O MC rima em cima da faixa “Cool Down” do seleto time das melhores faixas do disco, que não tem uma faixa ruim. O sample ficou por conta de ninguém menos que Marvin Gaye, um dos artistas mais aclamados da música negra mundial. A faixa “Trouble man” foi lançada por Marvin em 1972 e é carregada de soul, blues, R&B e a voz inconfundível do artista.
“Cool Down” é das grandes faixas do disco tanto pela melodia carregada da alma do jazz, e com rimas muito boas de Raashan falando sobre os dons do MC, a tranquilidade que se deve levar a vida e muitas outras mensagens positivas que só alguém com a voz de Ahmad pode fazer com primazia.

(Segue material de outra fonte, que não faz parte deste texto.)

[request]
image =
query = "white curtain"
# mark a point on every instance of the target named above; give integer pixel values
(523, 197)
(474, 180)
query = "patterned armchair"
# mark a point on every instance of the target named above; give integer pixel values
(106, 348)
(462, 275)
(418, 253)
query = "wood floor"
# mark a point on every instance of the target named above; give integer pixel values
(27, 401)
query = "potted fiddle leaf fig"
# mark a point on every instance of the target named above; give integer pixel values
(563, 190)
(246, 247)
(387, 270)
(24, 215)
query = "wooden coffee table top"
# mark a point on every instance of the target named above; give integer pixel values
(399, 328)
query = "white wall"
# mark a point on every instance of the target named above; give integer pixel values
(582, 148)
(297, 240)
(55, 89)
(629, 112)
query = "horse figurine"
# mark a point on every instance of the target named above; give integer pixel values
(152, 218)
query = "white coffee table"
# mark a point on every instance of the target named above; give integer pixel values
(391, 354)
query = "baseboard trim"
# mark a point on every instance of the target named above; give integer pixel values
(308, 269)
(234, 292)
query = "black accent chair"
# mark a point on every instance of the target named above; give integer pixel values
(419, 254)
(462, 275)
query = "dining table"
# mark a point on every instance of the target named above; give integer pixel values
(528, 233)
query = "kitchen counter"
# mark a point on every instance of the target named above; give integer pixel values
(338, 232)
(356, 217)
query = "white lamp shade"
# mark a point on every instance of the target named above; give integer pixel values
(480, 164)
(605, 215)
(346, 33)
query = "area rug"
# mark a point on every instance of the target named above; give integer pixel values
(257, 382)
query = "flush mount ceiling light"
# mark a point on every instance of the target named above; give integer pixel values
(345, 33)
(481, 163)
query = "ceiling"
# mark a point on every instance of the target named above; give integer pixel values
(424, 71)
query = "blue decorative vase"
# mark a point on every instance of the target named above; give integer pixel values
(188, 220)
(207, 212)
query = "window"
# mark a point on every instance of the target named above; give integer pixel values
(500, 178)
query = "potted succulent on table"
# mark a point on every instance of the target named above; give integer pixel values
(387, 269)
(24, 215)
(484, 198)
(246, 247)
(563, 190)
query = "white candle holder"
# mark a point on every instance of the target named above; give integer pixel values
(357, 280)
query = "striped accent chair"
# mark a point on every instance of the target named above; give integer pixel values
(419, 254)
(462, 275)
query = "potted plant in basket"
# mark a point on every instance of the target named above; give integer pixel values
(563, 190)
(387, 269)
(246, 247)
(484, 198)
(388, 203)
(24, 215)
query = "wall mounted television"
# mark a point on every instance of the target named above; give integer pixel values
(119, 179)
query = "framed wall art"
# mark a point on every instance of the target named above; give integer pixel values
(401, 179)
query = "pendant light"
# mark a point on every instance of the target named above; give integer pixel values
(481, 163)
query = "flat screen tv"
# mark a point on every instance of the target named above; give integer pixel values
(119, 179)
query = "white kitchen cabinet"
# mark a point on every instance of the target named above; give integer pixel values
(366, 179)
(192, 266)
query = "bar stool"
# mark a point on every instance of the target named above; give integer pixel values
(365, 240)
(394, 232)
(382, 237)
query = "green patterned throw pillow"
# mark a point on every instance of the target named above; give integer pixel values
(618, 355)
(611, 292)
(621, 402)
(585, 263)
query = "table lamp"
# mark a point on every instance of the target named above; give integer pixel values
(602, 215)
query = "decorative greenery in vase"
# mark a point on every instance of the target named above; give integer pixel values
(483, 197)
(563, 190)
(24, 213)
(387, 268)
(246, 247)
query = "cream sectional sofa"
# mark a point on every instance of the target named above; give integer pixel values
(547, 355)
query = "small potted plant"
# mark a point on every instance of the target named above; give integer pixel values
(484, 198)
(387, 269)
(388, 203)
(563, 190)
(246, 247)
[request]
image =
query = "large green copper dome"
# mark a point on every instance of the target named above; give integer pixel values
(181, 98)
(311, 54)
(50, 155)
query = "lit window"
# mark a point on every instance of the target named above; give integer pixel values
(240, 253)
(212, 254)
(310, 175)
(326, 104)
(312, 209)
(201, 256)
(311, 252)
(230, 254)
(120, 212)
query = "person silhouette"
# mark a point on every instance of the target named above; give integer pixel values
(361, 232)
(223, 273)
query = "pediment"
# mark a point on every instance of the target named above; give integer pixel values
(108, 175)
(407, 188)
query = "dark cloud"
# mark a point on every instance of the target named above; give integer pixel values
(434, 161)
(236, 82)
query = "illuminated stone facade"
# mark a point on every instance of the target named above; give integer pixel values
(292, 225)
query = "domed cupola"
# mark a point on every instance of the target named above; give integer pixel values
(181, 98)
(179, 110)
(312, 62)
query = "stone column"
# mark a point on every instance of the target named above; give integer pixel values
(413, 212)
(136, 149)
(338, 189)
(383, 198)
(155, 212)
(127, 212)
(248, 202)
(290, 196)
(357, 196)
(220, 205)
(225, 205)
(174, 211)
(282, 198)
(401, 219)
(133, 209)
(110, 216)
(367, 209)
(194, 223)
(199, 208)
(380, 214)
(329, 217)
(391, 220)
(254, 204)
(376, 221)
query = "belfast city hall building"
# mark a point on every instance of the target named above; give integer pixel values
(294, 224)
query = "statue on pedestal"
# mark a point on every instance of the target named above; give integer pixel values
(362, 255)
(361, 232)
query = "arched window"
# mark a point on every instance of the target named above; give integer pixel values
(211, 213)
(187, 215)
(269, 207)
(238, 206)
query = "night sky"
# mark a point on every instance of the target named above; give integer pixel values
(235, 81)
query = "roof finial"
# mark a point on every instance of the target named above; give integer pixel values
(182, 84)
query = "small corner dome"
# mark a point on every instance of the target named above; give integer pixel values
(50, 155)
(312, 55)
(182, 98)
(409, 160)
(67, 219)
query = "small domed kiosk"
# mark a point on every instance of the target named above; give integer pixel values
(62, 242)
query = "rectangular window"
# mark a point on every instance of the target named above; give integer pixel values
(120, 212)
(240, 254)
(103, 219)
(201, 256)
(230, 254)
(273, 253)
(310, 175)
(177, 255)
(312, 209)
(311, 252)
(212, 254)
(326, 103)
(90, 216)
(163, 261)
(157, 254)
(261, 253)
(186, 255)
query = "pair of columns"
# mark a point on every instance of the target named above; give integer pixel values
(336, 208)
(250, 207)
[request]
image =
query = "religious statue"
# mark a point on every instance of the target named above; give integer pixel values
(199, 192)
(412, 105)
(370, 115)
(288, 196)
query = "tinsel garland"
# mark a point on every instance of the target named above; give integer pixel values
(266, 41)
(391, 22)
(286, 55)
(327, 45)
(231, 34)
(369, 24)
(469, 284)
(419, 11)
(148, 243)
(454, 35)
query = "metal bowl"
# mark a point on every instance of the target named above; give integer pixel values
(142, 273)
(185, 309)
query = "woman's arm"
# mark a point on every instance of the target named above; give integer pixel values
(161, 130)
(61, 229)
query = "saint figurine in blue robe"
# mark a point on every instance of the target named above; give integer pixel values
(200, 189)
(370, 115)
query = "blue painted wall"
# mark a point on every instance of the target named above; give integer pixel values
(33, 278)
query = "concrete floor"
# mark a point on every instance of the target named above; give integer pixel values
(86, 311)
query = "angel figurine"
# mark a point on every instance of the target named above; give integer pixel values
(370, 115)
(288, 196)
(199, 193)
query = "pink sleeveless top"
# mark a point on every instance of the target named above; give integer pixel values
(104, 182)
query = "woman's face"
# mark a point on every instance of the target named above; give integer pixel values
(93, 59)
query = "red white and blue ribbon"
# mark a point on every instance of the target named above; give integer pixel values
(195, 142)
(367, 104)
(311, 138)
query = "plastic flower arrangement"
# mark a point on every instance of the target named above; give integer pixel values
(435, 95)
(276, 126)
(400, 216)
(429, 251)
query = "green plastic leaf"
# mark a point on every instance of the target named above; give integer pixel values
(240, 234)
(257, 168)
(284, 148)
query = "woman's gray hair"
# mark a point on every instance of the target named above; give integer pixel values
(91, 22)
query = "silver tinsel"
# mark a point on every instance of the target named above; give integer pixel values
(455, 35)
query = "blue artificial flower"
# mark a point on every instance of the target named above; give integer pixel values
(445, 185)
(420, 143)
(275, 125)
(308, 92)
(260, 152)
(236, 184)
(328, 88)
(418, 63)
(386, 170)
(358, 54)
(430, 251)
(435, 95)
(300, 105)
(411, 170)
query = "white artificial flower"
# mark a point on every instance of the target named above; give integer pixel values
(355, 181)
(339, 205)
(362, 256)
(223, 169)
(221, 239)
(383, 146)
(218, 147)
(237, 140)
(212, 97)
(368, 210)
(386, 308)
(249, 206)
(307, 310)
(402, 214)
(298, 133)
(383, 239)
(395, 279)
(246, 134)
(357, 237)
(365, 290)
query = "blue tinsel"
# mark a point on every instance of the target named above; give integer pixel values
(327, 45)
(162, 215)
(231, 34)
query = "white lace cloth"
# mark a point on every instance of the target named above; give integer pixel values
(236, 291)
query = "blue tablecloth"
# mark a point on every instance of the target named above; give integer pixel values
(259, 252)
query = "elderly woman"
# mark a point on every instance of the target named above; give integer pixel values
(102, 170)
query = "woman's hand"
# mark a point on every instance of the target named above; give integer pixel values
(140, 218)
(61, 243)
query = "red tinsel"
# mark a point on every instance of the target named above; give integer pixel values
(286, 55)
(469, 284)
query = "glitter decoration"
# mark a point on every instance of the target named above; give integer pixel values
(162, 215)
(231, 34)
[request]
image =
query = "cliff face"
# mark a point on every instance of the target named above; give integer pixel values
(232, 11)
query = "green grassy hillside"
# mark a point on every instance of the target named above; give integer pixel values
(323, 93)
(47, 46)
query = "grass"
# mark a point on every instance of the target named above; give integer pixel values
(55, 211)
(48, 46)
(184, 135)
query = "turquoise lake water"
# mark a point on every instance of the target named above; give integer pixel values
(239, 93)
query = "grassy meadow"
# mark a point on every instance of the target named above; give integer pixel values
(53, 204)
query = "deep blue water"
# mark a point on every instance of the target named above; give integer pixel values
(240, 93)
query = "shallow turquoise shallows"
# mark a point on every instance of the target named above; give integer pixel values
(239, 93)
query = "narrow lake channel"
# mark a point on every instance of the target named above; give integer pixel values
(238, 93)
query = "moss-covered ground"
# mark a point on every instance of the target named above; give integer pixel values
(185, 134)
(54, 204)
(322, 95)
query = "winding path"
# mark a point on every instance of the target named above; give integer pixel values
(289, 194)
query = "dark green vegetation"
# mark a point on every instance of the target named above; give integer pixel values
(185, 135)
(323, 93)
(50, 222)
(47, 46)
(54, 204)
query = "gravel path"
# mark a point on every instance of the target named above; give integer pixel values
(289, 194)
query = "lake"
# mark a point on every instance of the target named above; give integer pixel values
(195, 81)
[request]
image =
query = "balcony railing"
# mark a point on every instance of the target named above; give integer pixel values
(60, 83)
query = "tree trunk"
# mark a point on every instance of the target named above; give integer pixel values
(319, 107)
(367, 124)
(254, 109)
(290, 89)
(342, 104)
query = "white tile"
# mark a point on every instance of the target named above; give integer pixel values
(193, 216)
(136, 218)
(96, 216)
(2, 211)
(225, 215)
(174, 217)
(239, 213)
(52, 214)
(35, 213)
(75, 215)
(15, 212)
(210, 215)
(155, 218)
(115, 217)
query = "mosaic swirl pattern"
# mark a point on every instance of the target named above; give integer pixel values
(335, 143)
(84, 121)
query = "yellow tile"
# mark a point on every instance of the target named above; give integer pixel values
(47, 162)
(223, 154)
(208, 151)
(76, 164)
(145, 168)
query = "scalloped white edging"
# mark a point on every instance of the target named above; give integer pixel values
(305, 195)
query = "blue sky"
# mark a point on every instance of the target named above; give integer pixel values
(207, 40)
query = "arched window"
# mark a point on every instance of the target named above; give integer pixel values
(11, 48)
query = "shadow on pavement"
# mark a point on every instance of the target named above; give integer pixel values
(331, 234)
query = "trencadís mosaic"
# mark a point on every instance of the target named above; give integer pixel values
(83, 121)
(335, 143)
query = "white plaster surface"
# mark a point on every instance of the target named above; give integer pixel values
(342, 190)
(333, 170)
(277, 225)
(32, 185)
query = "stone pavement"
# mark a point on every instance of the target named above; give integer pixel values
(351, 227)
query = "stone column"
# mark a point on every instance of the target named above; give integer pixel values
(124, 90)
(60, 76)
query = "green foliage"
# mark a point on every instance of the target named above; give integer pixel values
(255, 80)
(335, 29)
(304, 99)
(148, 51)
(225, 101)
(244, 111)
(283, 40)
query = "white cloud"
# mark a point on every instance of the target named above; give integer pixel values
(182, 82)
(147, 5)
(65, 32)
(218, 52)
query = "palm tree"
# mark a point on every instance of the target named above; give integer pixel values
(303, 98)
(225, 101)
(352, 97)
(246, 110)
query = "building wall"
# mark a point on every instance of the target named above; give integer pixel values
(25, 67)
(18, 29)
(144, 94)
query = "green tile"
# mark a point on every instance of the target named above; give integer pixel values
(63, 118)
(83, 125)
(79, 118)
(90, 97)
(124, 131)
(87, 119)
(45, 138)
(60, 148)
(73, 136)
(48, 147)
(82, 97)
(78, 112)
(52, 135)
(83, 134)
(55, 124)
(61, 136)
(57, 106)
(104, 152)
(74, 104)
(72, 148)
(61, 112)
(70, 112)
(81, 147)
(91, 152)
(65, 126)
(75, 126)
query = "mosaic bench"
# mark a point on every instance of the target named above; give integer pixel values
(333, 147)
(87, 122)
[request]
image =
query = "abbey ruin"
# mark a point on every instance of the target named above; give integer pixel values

“Speak the language” foge de todo e qualquer contexto que o disco tenha se inserido. É jazz, puro e simplesmente jazz, das faixas que você precisa sentir. Não tem muita explicação para o groove da penúltima faixa do disco além da percepção individual de cada ouvinte. A amostra utilizada nessa faixa foi “Quasar”, do instrumentista de jazz Bennie Maupin, nascido em Detroit. Foram utilizadas a intro da música e o miolo dela, o que fica evidente ouvindo ambas as faixas. Assim como “Rhinestone Cowboy” finaliza “Madvillainy” com maestria, “Speal the language” mostra ao mundo o que é Jazz Liberatorz e o que significa essa libertação.
Passados 10 anos deste lançamento, entre outros disco do grupo e singles, existe um hiato de lançamento que, segundo entrevistas de DJ Damage, pode ser quebrado em breve. Apesar disso, o mesmo segue levando a música de Jazz Liberatorz e da era de ouro do Hip-Hop pelo mundo, com diversas apresentações pela França e outras localidades. Além disso, o DJ segue também como MrBop, discotecando e, mais do que isso, fazendo música como ns velhos tempos.
Independente da falta de interesse da cena para com o disco, visto que, não se tem noticia de muitas entrevistas e resenhas acerca do trabalho, “Clin D’oeil”, quando analisado pela construção e qualidade do trabalho, pode ser considerado como uma das grandes obras da cena underground do Hip-Hop, e ficará marcado pra sempre na história do Rap Jazz, que, como já disse Robert Glasper, “Jazz is a mother or father of Hip=Hop”.